The New York Times has a harrowing if heartening report from the front lines in Afghanistan — specifically from Sangin in Helmand Province, which is the most dangerous district in the entire country. Times reporter Michael Kamber deserves some kind of journalistic medal for going on foot patrol with the Marines in an area where a single false step can lead to the loss of life or limbs. The Marines have been in a hard, costly fight since taking over the area from the British. The insurgents’ IEDS, many of them cunningly camouflaged, have taken a terrible toll. But the Marines have kept pushing back, and they are having an impact. Kamber writes:

Hemmed in at nearby Forward Operating Base Jackson at the beginning of their tour, the Marines of Company I fought fierce, almost daily battles through the months of October and November.

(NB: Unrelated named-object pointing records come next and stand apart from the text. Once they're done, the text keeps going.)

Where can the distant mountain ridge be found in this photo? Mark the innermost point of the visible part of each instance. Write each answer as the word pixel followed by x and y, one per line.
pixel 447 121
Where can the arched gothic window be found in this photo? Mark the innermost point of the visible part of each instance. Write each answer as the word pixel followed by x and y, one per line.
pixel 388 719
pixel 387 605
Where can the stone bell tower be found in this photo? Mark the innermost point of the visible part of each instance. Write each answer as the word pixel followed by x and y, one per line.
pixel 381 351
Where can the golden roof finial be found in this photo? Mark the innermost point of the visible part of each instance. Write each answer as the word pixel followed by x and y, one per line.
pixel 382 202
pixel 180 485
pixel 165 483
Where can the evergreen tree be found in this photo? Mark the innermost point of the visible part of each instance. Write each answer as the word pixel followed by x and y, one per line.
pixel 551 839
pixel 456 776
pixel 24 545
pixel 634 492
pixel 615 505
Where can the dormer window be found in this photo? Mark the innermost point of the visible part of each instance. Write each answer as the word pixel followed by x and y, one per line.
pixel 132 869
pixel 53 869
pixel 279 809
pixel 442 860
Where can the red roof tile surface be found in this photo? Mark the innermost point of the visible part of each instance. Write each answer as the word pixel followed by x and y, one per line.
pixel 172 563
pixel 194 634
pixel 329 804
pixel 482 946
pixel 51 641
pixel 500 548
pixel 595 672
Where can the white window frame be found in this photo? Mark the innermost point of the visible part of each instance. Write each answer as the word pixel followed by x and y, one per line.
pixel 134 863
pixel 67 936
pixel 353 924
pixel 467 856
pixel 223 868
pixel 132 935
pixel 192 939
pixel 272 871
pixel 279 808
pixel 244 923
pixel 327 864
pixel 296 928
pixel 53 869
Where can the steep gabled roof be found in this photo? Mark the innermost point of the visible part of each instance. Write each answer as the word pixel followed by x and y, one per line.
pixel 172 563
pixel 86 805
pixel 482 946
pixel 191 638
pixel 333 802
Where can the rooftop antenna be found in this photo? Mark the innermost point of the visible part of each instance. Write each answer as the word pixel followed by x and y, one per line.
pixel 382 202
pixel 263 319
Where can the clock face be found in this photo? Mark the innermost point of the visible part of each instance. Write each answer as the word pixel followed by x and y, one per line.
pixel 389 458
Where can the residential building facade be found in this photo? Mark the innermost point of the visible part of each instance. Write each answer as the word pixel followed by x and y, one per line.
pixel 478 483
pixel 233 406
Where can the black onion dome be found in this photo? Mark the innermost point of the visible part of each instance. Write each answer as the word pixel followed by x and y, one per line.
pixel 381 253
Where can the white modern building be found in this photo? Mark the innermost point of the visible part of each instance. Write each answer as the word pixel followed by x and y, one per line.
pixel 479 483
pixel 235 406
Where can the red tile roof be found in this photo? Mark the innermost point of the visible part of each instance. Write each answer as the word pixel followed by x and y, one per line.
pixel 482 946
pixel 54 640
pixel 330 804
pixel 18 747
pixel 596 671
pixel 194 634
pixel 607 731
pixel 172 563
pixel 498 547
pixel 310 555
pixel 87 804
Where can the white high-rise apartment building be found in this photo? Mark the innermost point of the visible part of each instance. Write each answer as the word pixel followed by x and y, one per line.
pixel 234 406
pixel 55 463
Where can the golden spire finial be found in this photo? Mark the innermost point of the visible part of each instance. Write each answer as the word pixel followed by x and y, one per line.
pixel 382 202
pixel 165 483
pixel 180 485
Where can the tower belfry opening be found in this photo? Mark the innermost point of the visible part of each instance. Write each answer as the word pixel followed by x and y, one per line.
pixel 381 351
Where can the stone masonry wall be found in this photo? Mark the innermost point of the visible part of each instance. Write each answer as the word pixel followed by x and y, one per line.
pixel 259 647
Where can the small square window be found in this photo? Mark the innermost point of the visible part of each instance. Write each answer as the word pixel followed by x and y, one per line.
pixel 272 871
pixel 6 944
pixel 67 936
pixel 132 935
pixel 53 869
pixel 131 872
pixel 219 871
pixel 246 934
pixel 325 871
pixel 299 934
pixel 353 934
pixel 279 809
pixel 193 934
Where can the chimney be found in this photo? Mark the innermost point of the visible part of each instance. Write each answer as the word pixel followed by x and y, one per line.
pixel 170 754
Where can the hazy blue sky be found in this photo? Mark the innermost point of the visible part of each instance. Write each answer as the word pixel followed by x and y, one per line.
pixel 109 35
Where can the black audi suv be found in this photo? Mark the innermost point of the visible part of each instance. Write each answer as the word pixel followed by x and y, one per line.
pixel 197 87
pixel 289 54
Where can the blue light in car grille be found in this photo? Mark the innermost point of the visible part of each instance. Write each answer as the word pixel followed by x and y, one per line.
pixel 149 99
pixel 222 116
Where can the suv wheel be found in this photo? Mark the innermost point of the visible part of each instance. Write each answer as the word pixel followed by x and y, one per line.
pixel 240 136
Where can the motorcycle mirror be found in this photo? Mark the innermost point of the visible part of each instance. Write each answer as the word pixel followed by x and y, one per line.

On Dec. 6, they fought their way up Route 611, blowing up scores of I.E.D.’s along the way and taking over an abandoned and booby-trapped British Army base, Patrol Base Bariolai, on a barren hilltop here. …

The Marines can now patrol throughout the surrounding village every day, Sergeant Beckett said. And he has been encouraged by the increasing trust that local villagers are showing, sometimes offering the Marines information that has tipped them off to I.E.D.’s or potential ambushes.

That is the way good counterinsurgency works. It is a slow, agonizing, costly process, but if skillful soldiers or Marines stick to their mission, they will gradually drive the insurgents away, as the Marines are doing in Sangin.

It is impossible to offer enough praise or admiration for the grueling, dangerous patrols that these leathernecks are undertaking day in, day out. The Greatest Generation had nothing on them in terms of heroism — especially when one considers that all the Marines in Sangin are volunteers.